COVENTRY: For nearly as long as Ohio has been rating school districts based on their financial health, Coventry schools has been in fiscal watch — the second-lowest level possible.
Sixteen years in all. That’s six years longer than any other district in Ohio.
Spanning millions of dollars in budget reductions and employee concessions, Treasurer Aaron Butts — fresh out of options — survived one of the lowest points in the school’s financial history by making a tough decision at the end of his first school year at Coventry.
“I cannot end a fiscal year in the negative by law,” said Butts of the 2011-12 school year. “I basically did not pay bills in June.”
Butts made that comment during a board meeting last week to a cafeteria filled with local taxpayers, who recently approved a 5.99-mill tax increase that “was critical to our survival and staying out of fiscal emergency.”
He told the public that an October report forecast that four of the next five years would end in a negative cash balance. The combined bond issue and permanent improvement levy would free up operating revenue that had been consumed by repairs. The May version of that biennial report now projects black ink through 2018.
Then, Butts said something that no Coventry treasurer has been able to say in 16 years.
He said he would be mailing a letter to Columbus telling the state to take Coventry off of fiscal watch.
“It’s progress. We’re making progress,” he said.
The board unanimously approved the motion to move out of fiscal watch. Even after $600,000 in planned cuts, a levy failure would have prompted fiscal emergency and a much different future.
“It gets real bad,” said Butts, who took advice from Springfield, a school district that’s been there twice in the past decade.
“The state becomes very involved. It’s almost like having a second board of education,” said Springfield Superintendent William Stauffer.
Stauffer led Springfield out of fiscal emergency in 2011 after passing a similar bond issue.
But Springfield’s budget wasn’t balanced by additional property tax revenue, Stauffer said. Avoiding a potential deficit required cutting 20 percent of the budget and teaching staff.
“It eliminated some electives. It definitely made class sizes larger. Our elementary libraries were closed,” said Stauffer, who added that most programming, including the libraries, has been restored. Some teachers have been replaced — “nothing crazy” — and swelling class sizes have subsided.
Nonetheless, “It definitely impacted education,” said Stauffer. Springfield’s excellent rating in four of the past five years dropped two grades to continuous improvement in 2009 in the midst of severe cuts.
Students left with the fleeting programs and busing — one of the first items to be cut in financially strapped schools.
“We just gave them one more reason to leave,” Stauffer said.

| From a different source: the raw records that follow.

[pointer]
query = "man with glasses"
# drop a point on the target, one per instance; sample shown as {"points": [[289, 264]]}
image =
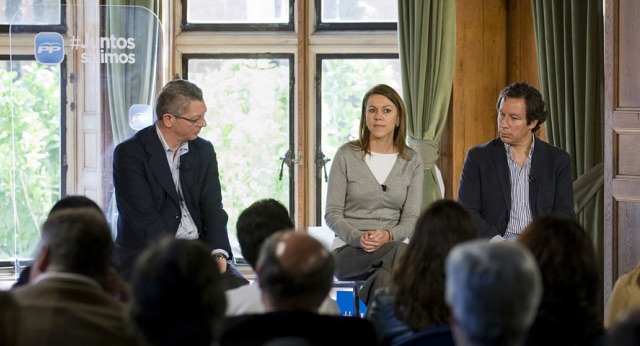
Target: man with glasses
{"points": [[166, 182]]}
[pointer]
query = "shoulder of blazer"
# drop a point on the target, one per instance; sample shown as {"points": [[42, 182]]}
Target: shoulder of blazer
{"points": [[490, 148], [551, 150]]}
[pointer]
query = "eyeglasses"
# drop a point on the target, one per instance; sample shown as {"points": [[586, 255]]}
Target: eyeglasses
{"points": [[196, 122]]}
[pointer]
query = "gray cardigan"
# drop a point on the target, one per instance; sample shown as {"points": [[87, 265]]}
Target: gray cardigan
{"points": [[356, 201]]}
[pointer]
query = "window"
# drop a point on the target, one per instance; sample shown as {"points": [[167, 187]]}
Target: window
{"points": [[343, 80], [335, 51], [32, 173], [32, 16], [238, 15], [249, 101]]}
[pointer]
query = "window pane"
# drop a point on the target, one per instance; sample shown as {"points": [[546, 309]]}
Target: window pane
{"points": [[344, 83], [248, 102], [359, 11], [30, 148], [30, 12], [237, 11]]}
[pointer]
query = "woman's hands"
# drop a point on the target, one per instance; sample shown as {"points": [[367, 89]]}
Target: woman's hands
{"points": [[373, 240]]}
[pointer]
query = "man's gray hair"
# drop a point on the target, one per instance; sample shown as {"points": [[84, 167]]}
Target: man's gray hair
{"points": [[494, 291]]}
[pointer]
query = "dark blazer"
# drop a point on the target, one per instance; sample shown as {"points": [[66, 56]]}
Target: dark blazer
{"points": [[485, 185], [147, 200], [315, 329], [63, 311]]}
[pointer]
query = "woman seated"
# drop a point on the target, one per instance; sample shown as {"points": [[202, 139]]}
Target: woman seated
{"points": [[625, 297], [569, 313], [415, 299], [374, 193]]}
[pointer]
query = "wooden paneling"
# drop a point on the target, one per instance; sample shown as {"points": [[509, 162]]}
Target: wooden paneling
{"points": [[627, 147], [628, 52], [479, 76], [622, 134], [495, 46], [522, 61]]}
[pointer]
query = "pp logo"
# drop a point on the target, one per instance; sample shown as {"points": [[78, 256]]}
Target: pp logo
{"points": [[49, 48]]}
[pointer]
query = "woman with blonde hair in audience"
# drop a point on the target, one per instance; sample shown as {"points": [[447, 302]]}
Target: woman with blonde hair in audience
{"points": [[415, 298], [570, 310], [624, 297]]}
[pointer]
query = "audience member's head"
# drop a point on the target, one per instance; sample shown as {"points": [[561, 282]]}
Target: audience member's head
{"points": [[493, 291], [569, 313], [75, 241], [177, 295], [67, 202], [74, 202], [256, 223], [295, 272], [418, 278], [626, 332]]}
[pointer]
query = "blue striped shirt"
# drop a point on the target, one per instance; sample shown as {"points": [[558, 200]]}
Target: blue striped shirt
{"points": [[520, 213]]}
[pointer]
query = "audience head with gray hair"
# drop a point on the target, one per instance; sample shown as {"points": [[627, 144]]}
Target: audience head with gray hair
{"points": [[295, 272], [493, 291], [177, 295]]}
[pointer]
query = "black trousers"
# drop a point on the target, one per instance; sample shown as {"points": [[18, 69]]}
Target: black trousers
{"points": [[374, 267]]}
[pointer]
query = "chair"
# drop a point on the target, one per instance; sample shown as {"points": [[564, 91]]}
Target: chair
{"points": [[436, 336], [325, 236]]}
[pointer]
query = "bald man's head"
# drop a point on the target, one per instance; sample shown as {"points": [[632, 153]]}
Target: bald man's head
{"points": [[295, 272]]}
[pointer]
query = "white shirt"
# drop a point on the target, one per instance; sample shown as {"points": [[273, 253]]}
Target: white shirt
{"points": [[247, 299], [380, 165]]}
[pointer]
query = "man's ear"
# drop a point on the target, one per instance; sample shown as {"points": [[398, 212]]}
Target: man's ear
{"points": [[41, 263], [166, 119]]}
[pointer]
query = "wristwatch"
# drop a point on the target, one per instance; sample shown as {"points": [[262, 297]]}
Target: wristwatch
{"points": [[219, 255]]}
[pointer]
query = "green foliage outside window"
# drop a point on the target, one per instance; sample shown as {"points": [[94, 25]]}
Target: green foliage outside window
{"points": [[344, 83], [30, 144]]}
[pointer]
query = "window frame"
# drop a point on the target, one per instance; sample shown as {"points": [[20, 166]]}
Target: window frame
{"points": [[349, 26], [248, 27], [318, 118], [21, 263]]}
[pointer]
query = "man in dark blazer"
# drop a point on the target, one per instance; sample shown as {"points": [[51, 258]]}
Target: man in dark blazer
{"points": [[295, 274], [166, 180], [511, 180]]}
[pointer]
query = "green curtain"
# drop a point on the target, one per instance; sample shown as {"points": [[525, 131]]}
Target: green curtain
{"points": [[427, 44], [569, 50], [130, 84]]}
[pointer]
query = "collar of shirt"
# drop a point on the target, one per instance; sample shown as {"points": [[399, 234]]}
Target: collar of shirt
{"points": [[507, 148], [66, 276]]}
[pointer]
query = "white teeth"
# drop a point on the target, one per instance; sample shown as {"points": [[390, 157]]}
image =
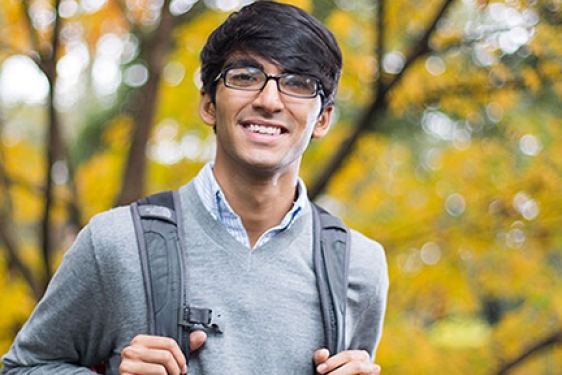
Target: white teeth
{"points": [[264, 129]]}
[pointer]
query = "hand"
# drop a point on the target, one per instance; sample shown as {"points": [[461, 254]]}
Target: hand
{"points": [[148, 355], [349, 362]]}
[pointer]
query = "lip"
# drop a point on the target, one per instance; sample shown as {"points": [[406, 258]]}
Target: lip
{"points": [[261, 136]]}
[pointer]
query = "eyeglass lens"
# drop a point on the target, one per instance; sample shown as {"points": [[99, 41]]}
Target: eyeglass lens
{"points": [[256, 79]]}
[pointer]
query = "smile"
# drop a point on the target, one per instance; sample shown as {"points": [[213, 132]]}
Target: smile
{"points": [[262, 129]]}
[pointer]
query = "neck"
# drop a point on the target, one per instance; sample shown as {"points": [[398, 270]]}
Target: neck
{"points": [[261, 200]]}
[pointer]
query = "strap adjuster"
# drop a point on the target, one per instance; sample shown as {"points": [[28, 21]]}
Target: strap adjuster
{"points": [[200, 316]]}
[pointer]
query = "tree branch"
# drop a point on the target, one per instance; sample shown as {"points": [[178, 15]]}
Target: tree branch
{"points": [[12, 250], [377, 107], [154, 50], [554, 339]]}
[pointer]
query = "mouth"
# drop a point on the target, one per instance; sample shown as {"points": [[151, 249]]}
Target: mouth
{"points": [[264, 129]]}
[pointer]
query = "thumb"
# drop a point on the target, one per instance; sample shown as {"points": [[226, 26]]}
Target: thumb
{"points": [[321, 356], [196, 340]]}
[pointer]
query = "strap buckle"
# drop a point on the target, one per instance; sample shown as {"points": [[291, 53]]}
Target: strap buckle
{"points": [[200, 316]]}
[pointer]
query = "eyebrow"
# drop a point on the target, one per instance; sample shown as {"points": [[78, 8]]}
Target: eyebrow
{"points": [[243, 62]]}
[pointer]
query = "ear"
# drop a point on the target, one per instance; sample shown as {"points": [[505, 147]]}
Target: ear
{"points": [[207, 109], [323, 122]]}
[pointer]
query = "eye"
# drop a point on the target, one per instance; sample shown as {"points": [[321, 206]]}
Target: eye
{"points": [[299, 84], [244, 77]]}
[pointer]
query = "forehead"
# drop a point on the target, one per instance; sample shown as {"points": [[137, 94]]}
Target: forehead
{"points": [[241, 59]]}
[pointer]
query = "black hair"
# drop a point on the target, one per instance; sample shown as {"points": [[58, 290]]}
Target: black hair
{"points": [[281, 34]]}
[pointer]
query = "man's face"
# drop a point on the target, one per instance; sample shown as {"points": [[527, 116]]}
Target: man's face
{"points": [[262, 130]]}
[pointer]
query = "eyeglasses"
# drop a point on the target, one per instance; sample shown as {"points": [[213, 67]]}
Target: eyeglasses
{"points": [[254, 79]]}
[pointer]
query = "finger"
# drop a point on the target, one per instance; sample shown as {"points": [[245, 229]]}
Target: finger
{"points": [[159, 350], [320, 356], [196, 340], [348, 362]]}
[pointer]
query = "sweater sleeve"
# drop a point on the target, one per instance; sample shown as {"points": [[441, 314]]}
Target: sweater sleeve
{"points": [[367, 294], [66, 334]]}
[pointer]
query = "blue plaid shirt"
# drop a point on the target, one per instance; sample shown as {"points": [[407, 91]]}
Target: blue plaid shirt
{"points": [[215, 202]]}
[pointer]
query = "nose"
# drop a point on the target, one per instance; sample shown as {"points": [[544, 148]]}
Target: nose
{"points": [[269, 98]]}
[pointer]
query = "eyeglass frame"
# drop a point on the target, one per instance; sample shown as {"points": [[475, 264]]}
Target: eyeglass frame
{"points": [[276, 78]]}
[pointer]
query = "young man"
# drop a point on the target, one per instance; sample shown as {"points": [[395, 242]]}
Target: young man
{"points": [[270, 74]]}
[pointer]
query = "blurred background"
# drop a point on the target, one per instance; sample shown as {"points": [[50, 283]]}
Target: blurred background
{"points": [[443, 149]]}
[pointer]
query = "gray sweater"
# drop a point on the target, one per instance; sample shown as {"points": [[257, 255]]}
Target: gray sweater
{"points": [[95, 303]]}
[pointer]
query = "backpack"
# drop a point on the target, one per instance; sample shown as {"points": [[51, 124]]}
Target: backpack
{"points": [[157, 219]]}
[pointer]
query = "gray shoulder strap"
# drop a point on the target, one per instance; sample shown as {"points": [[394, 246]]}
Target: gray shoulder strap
{"points": [[331, 260]]}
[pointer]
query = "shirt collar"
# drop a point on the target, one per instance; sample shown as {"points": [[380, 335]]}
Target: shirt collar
{"points": [[215, 202]]}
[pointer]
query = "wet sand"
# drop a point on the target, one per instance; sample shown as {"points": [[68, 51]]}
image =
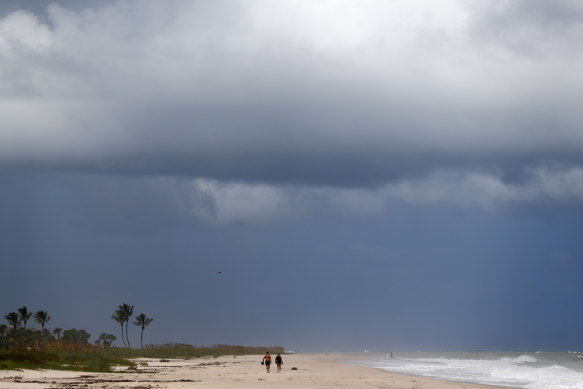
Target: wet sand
{"points": [[313, 371]]}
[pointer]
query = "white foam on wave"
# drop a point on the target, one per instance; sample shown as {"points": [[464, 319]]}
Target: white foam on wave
{"points": [[522, 371]]}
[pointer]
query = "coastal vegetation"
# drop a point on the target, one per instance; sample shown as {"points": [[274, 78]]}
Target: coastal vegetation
{"points": [[22, 347]]}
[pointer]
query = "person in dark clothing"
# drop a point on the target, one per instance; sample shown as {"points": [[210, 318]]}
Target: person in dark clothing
{"points": [[267, 361], [278, 362]]}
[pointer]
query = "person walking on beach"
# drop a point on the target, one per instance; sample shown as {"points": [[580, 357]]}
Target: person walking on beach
{"points": [[267, 361], [278, 362]]}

In 2006, prior to fiscal emergency, Springfield was a net importer of students, accepting 310 students from area schools through open enrollment while losing about 228 students. By 2009, two years into fiscal emergency, the numbers nearly flipped, with 228 students coming in and 345 leaving. Students who left took additional state aid with them, compounding the funding issue.
Those numbers have never fully recovered as Springfield lost 13 more students than it gained through open enrollment last year.
The exodus was driven in part by limited program offerings, but it was also driven by a stigma of financial instability.
“The real downfall going into fiscal emergency here is loss of pride,” Stauffer said. “The perception was that we weren’t good because we were in fiscal emergency. So, people left.”
With a five-year financial forecast “as good as any” and $7.5 million left after the books are settled this year, Stauffer advised many schools like Coventry, which has faced severe deficits.
Butts took that advice and assured the public that he would fulfill his “fiduciary responsibility to stretch [additional levy] money as far as I can.”
He knows that getting into fiscal emergency is easier than getting out.
“I think that’s alarming to everybody. And I think it’s just a byproduct of how we fund our schools in Ohio,” Stauffer said, hinting of declining state aid for public schools.
Getting into financial trouble may be something more and more districts experience.
“We were just ahead of the curve,” Stauffer cautioned.